Re: GNU make to consider files checksum

by Eli Zaretskii :: Rate this Message:

Reply to Author | View Threaded | Show Only this Message

> From: Giuseppe Scrivano <gscrivano@...>
> Date: Fri, 11 Apr 2008 23:45:02 +0200
>
> Other systems like scons already support this feature and it would be
> great to have it for GNU Make too.
>
> I attached a patch against the current CVS to add --use-checksum to
> GNU Make, it is just a proof-of-concept but it shows that adding this
> feature can really boost a remake.

Thanks.  (I'm not the head maintainer, so please wait for Paul and
others to respond.)

> +int
> +compute_checksum(struct file *new)
> +{
> +  int checksum = 0;
> +  FILE *f;
> +  char buffer [4096];
> +  
> +  f = fopen (new->name, "r");

This needs to use "rb", not "r".

Also, what about directories? they cannot be fopen'ed and fread, at
least not on all supported systems.


_______________________________________________
Bug-make mailing list
Bug-make@...
http://lists.gnu.org/mailman/listinfo/bug-make

Re: GNU make to consider files checksum

by Giuseppe Scrivano-2 :: Rate this Message:

Reply to Author | View Threaded | Show Only this Message

2008/4/12, Eli Zaretskii <eliz@...>:

> Thanks.  (I'm not the head maintainer, so please wait for Paul and
>  others to respond.)
>
>  > +int
>  > +compute_checksum(struct file *new)
>  > +{
>  > +  int checksum = 0;
>  > +  FILE *f;
>  > +  char buffer [4096];
>  > +
>  > +  f = fopen (new->name, "r");
>
>  This needs to use "rb", not "r".

Thank you for the reply, yes it should be "rb".

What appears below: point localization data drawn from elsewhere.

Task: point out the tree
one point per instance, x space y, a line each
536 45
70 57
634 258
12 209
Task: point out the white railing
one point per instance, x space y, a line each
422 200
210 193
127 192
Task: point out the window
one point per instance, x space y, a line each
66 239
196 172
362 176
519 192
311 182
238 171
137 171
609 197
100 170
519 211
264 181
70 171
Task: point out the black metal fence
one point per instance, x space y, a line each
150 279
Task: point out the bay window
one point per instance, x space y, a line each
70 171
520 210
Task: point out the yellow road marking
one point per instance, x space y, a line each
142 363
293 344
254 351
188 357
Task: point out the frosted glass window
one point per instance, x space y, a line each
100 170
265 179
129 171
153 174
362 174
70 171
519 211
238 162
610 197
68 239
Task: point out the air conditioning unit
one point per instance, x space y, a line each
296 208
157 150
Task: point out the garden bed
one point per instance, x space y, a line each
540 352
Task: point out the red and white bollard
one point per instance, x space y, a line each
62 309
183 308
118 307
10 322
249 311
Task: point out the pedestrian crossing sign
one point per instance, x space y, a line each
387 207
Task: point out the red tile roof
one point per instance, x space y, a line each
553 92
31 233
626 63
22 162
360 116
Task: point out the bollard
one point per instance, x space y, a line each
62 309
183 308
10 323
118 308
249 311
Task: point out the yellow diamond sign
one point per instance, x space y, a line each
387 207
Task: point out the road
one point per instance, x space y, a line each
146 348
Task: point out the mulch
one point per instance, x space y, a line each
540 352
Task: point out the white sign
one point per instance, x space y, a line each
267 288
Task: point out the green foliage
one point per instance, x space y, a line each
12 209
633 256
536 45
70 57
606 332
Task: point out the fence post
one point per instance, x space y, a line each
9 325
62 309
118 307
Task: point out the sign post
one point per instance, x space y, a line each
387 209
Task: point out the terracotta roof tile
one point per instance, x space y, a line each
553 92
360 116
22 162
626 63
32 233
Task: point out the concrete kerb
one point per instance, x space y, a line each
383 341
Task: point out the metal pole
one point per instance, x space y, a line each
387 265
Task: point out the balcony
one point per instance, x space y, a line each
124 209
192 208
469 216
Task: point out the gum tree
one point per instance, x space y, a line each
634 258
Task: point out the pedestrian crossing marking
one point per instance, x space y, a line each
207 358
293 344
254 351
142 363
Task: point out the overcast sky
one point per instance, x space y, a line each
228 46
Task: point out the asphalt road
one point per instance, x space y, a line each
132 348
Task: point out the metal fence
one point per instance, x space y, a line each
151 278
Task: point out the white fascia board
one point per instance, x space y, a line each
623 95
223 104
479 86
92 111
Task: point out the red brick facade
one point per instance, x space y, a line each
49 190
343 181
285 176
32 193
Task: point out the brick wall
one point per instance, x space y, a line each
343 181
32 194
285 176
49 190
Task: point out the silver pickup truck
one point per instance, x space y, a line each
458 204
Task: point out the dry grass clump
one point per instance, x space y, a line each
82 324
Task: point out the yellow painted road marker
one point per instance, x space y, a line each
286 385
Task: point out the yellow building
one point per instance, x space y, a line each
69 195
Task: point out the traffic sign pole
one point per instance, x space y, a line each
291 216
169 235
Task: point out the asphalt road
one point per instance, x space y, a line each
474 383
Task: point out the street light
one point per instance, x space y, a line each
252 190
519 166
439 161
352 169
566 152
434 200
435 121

>  Also, what about directories? they cannot be fopen'ed and fread, at
>  least not on all supported systems.

IHMO directories should not be considered, while reading the mtime can
be done quickly, considering a checksum for all the files contained in
the directory is very expensive (in my proof-of-concept patch I didn't
put any control code).

Regards,
Giuseppe


_______________________________________________
Bug-make mailing list
Bug-make@...
http://lists.gnu.org/mailman/listinfo/bug-make

Re: GNU make to consider files checksum

by Tim Murphy-4 :: Rate this Message:

Reply to Author | View Threaded | Show Only this Message

Hi,

I am also not a maintainer :-).

One small concern that I have with checksums is that it might take a really long time to check large files or a lot of files.

This would indicate that one needs to be able to switch checksumming on/off for different prerequisites.

I think that there should be a way to indicate the "type" of dependency that is implied:

e.g. make already has "ORDER ONLY" dependencies  which check based on existence rather than mtime.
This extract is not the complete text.